Avant de commencer, je voudrais souhaiter un très bon ramadan aux musulmans du monde et plus particulièrement aux réfugiés Djiboutiens qui vivent leur 20ème année d’exil en Éthiopie. Qu’Allah acceptent leurs prières et exaucent leurs vœux.
 
L’histoire des réfugiés est disponible sur le site de l’ARDHD (dossier disponible en intégralité) mais je tiens à retracer leur tragédie à l’occasion de ce 20 ème anniversaire de leur arrivée en Éthiopie.

En juillet 1993, le gouvernement tribal avait recruté des mercenaires en Éthiopie et en Somalie pour lancer une grande offensive dans le nord et le sud-ouest de la République de Djibouti. Au lieu d’affronter les résistants du FRUD qui s’étaient repliés dans les montagnes, les mercenaires, qui avaient reçu l’ordre de ne point faire de différences entre résistants et populations civiles, se sont acharnés ces derniers, plus vulnérables. Des milliers de civils, pour la plupart des femmes et des personnes âgées ont été exécutés, des cheptels ont été détruits, de nombreuses femmes ont été violées. Jusqu’à aujourd’hui ni les commanditaires, ni les exécuteurs de ces crimes n’ont été traduits en Justice. Bien au contraire, certains occupent des postes importants dans le gouvernement tandis que les autres se sont  déguisés en partisans de l’opposition politique.
 
Donc en juillet 93 plusieurs milliers de civils ont trouvé refuge en Éthiopie et en Érythrée. En Éthiopie, ils se sont installés dans la régions 2 Afar (Manda, Eli-daar, Ayssaita) où des milliers de gens vivent toujours sans aucune reconnaissance ni de la part des autorités locales, ni du HCR. Ils ne survivent que grâce à la solidarité des Afar de ces zones. Des centaines sont morts par absence de soins médicaux. Ceux qui vivent, souffrent dans l’indifférence de la communauté internationale. Ceux qui s’étaient installés en Érythrée ont été contraint de regagner l’Éthiopie car les autorités érythréennes voulaient les enrôler de force dans l’armée nationale du pays.

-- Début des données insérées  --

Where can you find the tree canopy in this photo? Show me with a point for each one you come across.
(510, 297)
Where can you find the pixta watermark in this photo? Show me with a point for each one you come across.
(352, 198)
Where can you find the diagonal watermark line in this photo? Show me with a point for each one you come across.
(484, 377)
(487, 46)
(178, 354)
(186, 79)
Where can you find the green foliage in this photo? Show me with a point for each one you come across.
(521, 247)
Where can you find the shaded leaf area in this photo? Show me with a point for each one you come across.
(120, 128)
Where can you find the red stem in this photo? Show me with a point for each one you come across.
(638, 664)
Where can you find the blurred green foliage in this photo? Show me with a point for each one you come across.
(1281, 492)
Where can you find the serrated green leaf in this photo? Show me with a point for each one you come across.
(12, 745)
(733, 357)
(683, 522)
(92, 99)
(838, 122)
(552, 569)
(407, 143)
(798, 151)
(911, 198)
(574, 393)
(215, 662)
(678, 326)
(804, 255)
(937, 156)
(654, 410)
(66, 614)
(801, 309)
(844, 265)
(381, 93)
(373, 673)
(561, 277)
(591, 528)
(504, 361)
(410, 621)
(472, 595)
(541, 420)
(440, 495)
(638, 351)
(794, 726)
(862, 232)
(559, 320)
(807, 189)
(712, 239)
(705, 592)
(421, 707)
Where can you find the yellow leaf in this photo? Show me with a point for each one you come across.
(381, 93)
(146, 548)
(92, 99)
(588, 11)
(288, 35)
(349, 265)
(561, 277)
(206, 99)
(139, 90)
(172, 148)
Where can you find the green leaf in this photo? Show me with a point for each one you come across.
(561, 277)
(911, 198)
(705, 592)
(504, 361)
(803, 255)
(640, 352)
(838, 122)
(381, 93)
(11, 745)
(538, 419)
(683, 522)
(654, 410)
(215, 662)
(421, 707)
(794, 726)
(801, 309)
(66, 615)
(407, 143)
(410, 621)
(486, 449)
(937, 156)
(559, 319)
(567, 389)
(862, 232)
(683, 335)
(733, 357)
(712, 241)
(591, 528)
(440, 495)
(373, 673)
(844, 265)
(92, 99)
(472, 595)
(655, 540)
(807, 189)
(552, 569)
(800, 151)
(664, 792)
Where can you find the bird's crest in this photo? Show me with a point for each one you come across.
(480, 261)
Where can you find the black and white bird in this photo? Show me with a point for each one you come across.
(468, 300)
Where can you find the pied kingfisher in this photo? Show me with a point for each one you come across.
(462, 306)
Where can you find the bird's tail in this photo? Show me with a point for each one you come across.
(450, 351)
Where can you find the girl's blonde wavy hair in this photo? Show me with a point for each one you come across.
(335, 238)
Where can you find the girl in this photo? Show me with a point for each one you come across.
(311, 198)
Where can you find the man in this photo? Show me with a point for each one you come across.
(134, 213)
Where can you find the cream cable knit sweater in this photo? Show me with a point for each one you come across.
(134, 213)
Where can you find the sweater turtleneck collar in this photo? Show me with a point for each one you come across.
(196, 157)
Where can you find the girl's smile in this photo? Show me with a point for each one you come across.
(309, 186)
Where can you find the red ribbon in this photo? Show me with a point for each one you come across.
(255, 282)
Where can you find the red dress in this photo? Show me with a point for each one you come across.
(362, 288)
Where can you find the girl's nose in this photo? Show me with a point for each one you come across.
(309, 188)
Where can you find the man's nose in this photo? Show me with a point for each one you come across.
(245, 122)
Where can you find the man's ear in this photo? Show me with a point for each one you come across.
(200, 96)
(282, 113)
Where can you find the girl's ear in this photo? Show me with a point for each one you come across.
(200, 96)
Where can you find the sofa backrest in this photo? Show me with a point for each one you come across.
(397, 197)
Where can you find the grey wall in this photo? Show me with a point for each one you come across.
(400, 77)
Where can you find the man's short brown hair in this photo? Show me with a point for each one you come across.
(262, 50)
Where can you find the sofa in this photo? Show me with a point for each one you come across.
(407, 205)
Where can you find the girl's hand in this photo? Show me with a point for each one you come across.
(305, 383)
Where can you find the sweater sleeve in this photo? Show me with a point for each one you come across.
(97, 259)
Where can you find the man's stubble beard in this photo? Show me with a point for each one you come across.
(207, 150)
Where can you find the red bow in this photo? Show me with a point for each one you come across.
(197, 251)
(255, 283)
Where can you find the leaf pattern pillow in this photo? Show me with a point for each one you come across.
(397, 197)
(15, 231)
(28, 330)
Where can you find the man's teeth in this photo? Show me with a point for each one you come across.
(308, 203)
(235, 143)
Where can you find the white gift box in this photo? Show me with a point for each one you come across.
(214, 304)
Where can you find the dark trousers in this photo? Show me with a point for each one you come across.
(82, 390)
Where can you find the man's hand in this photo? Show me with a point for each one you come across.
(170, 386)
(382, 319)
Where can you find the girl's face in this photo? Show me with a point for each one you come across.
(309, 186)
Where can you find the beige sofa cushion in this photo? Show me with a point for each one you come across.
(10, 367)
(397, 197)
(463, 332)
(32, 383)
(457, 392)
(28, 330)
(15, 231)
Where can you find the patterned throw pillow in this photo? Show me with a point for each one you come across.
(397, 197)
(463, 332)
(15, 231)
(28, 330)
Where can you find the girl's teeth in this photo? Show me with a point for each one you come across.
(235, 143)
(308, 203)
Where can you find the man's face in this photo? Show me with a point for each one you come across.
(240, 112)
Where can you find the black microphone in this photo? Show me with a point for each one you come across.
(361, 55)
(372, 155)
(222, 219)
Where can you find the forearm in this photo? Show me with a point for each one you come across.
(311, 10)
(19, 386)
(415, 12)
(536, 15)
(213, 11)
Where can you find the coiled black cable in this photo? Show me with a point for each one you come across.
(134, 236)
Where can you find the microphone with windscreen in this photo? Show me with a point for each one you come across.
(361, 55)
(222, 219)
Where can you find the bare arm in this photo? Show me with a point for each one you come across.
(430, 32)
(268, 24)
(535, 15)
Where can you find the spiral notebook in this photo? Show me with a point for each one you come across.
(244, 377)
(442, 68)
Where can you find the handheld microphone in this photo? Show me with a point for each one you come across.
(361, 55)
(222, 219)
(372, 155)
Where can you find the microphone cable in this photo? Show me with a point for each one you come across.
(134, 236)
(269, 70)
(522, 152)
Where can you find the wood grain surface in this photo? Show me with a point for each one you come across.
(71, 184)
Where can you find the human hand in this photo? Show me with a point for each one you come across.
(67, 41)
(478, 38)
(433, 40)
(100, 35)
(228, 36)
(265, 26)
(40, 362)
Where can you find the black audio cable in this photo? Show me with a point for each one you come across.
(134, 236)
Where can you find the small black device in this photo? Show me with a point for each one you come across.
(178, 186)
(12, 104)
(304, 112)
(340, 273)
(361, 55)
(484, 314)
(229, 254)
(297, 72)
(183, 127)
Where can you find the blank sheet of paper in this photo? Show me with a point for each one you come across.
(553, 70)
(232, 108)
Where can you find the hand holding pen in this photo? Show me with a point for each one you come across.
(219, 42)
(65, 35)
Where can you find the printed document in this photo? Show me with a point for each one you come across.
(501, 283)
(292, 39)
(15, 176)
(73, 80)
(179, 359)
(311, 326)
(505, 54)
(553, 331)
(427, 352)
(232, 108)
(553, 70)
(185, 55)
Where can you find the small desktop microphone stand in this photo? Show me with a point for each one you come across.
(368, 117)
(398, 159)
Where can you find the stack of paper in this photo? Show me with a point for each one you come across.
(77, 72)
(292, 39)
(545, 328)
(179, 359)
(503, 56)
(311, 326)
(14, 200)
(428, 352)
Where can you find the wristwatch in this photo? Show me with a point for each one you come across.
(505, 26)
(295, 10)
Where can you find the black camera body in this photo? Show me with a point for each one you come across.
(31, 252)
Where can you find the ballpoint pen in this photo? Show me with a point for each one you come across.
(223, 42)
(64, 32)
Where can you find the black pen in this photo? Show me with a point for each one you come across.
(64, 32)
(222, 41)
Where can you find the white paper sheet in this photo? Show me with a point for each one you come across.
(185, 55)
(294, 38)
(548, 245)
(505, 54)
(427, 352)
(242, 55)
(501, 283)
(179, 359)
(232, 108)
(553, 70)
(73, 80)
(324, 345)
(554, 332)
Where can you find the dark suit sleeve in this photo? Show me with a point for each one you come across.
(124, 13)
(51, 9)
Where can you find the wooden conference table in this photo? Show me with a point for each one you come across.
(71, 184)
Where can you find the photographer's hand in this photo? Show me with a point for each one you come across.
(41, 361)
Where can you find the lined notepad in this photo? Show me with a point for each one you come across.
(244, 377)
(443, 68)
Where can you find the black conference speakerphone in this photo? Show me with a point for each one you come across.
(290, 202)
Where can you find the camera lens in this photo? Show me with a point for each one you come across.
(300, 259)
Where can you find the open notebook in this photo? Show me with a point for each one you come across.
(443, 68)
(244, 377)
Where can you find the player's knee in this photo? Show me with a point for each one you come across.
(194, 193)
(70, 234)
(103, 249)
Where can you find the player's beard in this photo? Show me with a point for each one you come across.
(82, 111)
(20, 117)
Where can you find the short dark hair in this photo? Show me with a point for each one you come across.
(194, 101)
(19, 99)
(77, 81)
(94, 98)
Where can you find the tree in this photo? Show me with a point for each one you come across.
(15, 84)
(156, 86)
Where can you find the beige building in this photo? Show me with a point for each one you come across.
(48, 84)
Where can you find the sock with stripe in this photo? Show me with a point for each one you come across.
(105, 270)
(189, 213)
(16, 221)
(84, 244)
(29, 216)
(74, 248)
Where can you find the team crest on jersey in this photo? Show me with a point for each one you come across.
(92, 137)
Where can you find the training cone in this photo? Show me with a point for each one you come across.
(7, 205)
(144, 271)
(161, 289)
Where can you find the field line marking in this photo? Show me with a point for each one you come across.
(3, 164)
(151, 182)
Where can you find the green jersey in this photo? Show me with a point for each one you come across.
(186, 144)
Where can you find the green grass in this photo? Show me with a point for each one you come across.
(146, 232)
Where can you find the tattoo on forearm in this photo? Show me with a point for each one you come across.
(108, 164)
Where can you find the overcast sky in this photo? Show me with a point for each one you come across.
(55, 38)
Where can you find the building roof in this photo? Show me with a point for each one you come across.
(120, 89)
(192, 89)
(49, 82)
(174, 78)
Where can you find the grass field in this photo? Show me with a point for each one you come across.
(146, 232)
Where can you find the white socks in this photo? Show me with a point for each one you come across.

Aujourd’hui seules 20 familles bénéficient du statut officiel de réfugié. Elles vivent à Addis Abeba, Quatre familles ont été réinstallées en France en 2010, grâce aux démarches de l’ARDHD, mais les autres espèrent toujours une réinstallation vers un pays susceptible de les accueillir. Elles multiplient les démarches auprès du HCR d’ADDIS ABEBA.

De par leur statut, il est interdit à ces personnes d’avoir une activité rémunérée en Ethiopie. La vie est très chère pour ces personnes au regard des maigres allocations sociales attribuées par le HCR. Dans ces conditions, il est difficile de subvenir aux besoins familiaux.

En majorité, ces hommes, anciens résistants, ont fondé des familles : l’assistance mensuelle pour une famille quelque soit le nombre d’enfants est de 2500 birrs. Un loyer dans une banlieue très éloignée du centre ville, coûte au minimum 1.500 birrs et pour ce prix, ils bénéficient d’une chambre et d’une cuisine avec des sanitaires partagés.

Avec les 1.000 birrs restant ils doivent se nourrir, se vêtir et assurer les frais de transport, en particulier pour rejoindre le bureau du HCR.

Un célibataire ne perçoit que 1.500 birrs et son loyer est de 800 birrs au minimum.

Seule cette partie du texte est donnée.